The Wage and Hour Division of the Department of Labor announced Thursday it was withdrawing the rule that had been announced by the Trump administration’s WHD in its waning days. The WHD first announced in February it was considering delaying the rule that was to go into effect in March, then delayed to May and now has withdrawn it.
Accompanying the several weeks of walking back from the Trump rule were withdrawals of various opinion letters that had used the proposed independent contractor rule as the basis. The Trump administration’s WHD released guidance letters based on the proposed rule as late as just a few days before President Joe Biden took office.
The Biden administration is not proposing an immediate substitute, which means previous rules are back in effect. “Any commenter feedback addressing or suggesting such a replacement or otherwise requesting that the department adopt any specific guidance if the rule is withdrawn will be considered to be outside the scope of [the announcement],” the WHD said in its statement. “Withdrawal of the rule would allow WHD an additional opportunity to consider legal and policy issues related to the FLSA and independent contractors.”
In reviewing the potential impact of the Trump administration’s proposed rule on independent contractors, WHD said “it assumed that the rule would lead to an increase in the number of independent contractor arrangements, and acknowledged that some of this increase could be due to businesses reclassifying employees as independent contractors.”
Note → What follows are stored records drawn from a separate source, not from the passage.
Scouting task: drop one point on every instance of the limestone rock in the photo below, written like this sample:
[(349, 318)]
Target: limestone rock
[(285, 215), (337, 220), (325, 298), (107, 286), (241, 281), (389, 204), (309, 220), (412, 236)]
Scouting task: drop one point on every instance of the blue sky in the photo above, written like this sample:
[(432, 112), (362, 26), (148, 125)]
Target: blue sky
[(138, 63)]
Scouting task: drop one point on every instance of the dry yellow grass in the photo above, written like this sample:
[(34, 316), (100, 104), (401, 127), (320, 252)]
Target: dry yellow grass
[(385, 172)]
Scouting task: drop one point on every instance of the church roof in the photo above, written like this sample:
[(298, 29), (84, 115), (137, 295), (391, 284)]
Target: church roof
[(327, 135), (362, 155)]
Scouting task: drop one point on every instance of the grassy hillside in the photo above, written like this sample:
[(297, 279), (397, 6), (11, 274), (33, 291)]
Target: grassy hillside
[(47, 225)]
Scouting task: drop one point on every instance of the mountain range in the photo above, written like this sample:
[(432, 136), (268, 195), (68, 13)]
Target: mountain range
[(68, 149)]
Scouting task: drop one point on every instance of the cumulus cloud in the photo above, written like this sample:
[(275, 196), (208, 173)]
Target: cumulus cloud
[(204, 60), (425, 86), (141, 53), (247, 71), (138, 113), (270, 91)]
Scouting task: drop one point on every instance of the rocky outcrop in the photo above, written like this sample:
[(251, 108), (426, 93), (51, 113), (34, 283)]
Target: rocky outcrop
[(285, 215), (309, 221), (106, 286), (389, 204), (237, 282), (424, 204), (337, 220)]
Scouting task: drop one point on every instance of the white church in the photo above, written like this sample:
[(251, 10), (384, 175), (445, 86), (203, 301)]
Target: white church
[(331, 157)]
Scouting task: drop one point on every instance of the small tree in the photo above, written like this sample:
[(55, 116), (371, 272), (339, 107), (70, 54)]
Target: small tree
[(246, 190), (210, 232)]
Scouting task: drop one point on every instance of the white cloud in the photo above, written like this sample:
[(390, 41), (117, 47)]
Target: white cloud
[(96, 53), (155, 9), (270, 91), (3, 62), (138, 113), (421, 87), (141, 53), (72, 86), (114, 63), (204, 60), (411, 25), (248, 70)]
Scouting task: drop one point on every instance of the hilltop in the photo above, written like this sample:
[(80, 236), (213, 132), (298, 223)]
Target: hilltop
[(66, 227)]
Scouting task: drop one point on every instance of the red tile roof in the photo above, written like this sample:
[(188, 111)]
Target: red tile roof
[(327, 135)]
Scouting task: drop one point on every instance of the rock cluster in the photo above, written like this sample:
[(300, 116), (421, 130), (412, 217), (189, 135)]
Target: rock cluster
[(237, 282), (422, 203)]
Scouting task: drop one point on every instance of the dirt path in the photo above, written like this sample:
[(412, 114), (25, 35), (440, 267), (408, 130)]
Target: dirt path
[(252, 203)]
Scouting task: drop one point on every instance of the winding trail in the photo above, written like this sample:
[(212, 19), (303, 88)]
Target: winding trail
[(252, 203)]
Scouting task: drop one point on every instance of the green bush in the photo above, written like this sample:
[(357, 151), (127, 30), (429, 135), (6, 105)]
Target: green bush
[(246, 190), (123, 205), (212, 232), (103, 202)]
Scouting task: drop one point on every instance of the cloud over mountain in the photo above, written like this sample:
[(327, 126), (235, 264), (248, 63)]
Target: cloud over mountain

The agency also reviewed what the impact of that reclassification would be. “The reclassification of employees as independent contractors, or the use of independent contracting relationships as opposed to employment, decreases access to employer-provided fringe benefits such as health care or retirement benefits,” it said in one section. Employee-sponsored retirement accounts would disappear with a transfer to IC status. A transfer of a worker to IC status results in higher tax liabilities as the IC is obligated to pick up employer components. And with the disappearance of health care benefits, commenters on the original proposed rule noted that such a shift “increases the prevalence of independent contracting (to) state and federal governments.”
In another passage aimed at the driving sector, but primarily for services such as Uber, the WHD said “research on drivers who work for online transportation companies in California and New York also finds that many drivers receive significantly less than the applicable state minimum wages.”
Under the previous rule that is now back in place, the definition of a worker as an employee or independent contractor was shaped largely by earlier court decisions regarding “economic realities” tests. Quoting a legal case on the issue, employees are defined as “those who as a matter of economic realities are dependent upon the business to which they render service.”
But as the WHD notes, the economic realities tests have several components, none of which are more important than others. The tests include such provisions as the level of control the employer has over the worker and the “degree of permanence” in the job. A July 2015 rule further clarified the definition.
But that rule was yanked by the Trump administration soon after Trump took office in 2017. It was replaced by a Trump administration economic realities test that took two of the provisions and elevated them to “core factors”: an employee’s degree of control over the work and the worker’s opportunity to profit if he or she showed initiative and drive.
But as WHD said in a subheadline about the elevation of two of those standards under the economic realities test, “the rule’s standard has never been used by any court or by WHD and is not supported by the [FLSA]’s text or case law.”